For me, making time for personal work each day has become synonymous with self-care and vitality. Writing is like having a check-in conversation with someone who loves you. Photographing is like zen meditation that calls for confidence, awareness, and connection. And the experiments I make with photographs, collaging, and mark-making are a way let myself be curious about and express the things my subconscious is drawn to: the wild feminine, nature, and mythology.
Making the time is simple: I say, “At 8 p.m. tonight I’m going to sit down and write in my journal.” “At 3 p.m. tomorrow I’m going to ask my friend if we can make some portraits in the woods.” It’s the excuses for not doing that make it complicated, and those are endless. No matter what the medium, I think the real task is to show up and be confident (or fake being confident)—even if we don’t feel ready. We’re never going to feel ready. No one around us feels ready. We’re not going to like everything we make; sometimes it’s ugly and awkward and misses the mark. But I think something that’s second nature in writing that can carry over to visual arts is that we rarely get things right on the first try. There’s a rough draft, revision, first draft, revision, second draft, revision, revision, revision, until it’s tight. Most people don’t punish themselves for not getting a piece of writing right on the first try—why should it be any different with a painting or photograph?
And speaking of tasks: I think the gap between vital and nourishing personal work and work created for clients isn’t as gaping as it’s made out to be. I struggle with this one a lot since the photographs I’m currently making for clients are oriented towards travel and adventure, which I enjoy doing, but not necessarily photographing. But since there’s no shame in paying the bills, I do the work with the mindset that it’s a way to put my personal stamp of authenticity on something. When we’re hired to do creative work, we’re hired for that bit of our personality that shines through—as an artist there’s this delicious prospect of being a tastemaker that I can take full advantage of, even while working professionally. Hopefully, we’ll look back someday and see that everything we personally make is connected.
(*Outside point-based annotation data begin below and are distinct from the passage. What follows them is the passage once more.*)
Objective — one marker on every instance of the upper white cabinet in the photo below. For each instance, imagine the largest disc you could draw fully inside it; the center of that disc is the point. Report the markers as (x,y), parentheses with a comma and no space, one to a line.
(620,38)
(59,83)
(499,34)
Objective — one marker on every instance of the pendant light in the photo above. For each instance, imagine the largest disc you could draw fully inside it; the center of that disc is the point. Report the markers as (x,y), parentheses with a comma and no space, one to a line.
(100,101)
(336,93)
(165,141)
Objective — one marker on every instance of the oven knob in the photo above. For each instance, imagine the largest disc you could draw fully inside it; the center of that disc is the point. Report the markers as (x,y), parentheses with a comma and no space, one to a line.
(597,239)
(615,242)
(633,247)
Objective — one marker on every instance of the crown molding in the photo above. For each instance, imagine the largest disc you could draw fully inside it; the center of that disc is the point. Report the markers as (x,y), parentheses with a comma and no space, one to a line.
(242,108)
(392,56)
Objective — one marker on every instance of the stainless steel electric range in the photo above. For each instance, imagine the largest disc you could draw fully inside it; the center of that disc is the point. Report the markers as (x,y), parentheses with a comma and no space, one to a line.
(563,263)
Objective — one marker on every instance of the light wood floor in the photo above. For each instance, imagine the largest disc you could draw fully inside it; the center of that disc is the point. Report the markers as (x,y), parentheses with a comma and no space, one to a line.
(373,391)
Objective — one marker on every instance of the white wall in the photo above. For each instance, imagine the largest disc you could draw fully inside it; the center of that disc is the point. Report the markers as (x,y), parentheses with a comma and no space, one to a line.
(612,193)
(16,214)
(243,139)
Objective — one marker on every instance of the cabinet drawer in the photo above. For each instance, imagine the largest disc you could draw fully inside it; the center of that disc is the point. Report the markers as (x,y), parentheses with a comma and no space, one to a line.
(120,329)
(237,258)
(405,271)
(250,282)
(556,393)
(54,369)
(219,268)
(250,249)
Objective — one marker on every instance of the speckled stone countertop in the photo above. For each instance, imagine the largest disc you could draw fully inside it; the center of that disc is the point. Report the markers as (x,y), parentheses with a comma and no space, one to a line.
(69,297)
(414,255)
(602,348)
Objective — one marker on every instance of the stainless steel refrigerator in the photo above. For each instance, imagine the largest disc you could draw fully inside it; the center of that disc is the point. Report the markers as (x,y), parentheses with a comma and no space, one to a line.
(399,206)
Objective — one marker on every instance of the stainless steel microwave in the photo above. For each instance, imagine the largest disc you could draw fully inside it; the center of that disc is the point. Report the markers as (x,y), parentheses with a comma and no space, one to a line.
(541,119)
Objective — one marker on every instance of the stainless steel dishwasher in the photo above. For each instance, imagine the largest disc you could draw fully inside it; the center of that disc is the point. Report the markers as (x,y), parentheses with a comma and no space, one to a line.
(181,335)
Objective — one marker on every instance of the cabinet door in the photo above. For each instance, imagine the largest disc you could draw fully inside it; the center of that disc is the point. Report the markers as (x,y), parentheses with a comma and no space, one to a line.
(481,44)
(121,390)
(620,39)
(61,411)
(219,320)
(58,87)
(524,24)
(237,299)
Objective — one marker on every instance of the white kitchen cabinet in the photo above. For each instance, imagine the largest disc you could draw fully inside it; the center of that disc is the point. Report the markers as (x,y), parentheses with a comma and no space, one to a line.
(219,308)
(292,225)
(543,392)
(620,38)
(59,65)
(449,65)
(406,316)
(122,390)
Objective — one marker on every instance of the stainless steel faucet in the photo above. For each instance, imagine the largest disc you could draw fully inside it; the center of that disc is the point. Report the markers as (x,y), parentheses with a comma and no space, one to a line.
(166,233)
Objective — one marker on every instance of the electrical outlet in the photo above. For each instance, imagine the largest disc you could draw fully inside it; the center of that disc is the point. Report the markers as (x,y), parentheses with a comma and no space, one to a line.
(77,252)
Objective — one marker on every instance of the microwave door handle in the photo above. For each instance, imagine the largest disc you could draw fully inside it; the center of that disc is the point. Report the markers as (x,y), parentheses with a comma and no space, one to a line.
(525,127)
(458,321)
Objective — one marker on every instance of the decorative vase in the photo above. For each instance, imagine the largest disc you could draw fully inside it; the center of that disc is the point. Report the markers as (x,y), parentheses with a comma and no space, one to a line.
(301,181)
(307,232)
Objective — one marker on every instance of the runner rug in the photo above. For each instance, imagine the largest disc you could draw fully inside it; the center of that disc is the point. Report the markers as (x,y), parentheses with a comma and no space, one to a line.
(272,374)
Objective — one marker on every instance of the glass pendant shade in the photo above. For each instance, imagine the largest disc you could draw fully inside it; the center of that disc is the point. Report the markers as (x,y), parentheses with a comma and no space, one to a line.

Above all, we should understand that our creating inspires others. My own vulnerability has been propped up so many times in part by the choices of the confident makers around me—those women who are drawing, photographing, singing, writing, and whatever else, without apology. And that same vulnerability has become an asset that helps guide me through the toughest parts of a project. The fear we feel of expressing what’s going on in our inner worlds passes, and the outer world is better for us having done it.